There is a need to look at regional examples, citing Hong Kong and Singapore.
On shifting sands
Henry Butcher Retail managing director Tan Hai Hsin says Resorts World Genting also offered the same incentives to their tenants.At a time when the Malaysian retail sector is already on shifting sands – rent is under pressure, over supply of mall space, low purchasing power – there are several avenues to close the gap in event of a prolonged MCO.
Tan says rental accounts for about one third of retail business expenditure. But landlords have loans to service and their respective expenses, some of which are fixed expenses.
“The worst scenario will be shopping centres shutting down due to financial problems. In the end, all will suffer, ’’ he says.

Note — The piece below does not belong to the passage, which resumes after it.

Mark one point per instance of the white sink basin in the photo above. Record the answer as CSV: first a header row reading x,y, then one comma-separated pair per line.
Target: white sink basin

So it is fair for retailers to ask for a reduction although he does not encourage a blanket drop because some retailers, due to their bargaining power, already enjoying very low rates. Some pay only service charges, without rental, due to earlier negotiations. Some pay rent based on turnover, with no minimum rental rate.
Some pop-up stores and temporary tenants in the shopping centres are already paying minimum rental.
Shopping centres on resort islands are more affected than those in small towns.
“This crisis will lead to the survival of the fittest, ” Tan says.That does not sound good at all.
Mah-Kamariah & Philip Koh partner Kamraj quotes Shakespeare: “‘Humanity must perforce prey on itself, like monsters of the deep’, which simply means if those in the lifeboat do not pull through or get rescued, they turn cannibalistic.”
Dire situation: Shoppers queuing up at the payment counter of a hypermarket. Various retail associations are seeking rent rebate of between 30% and 50%.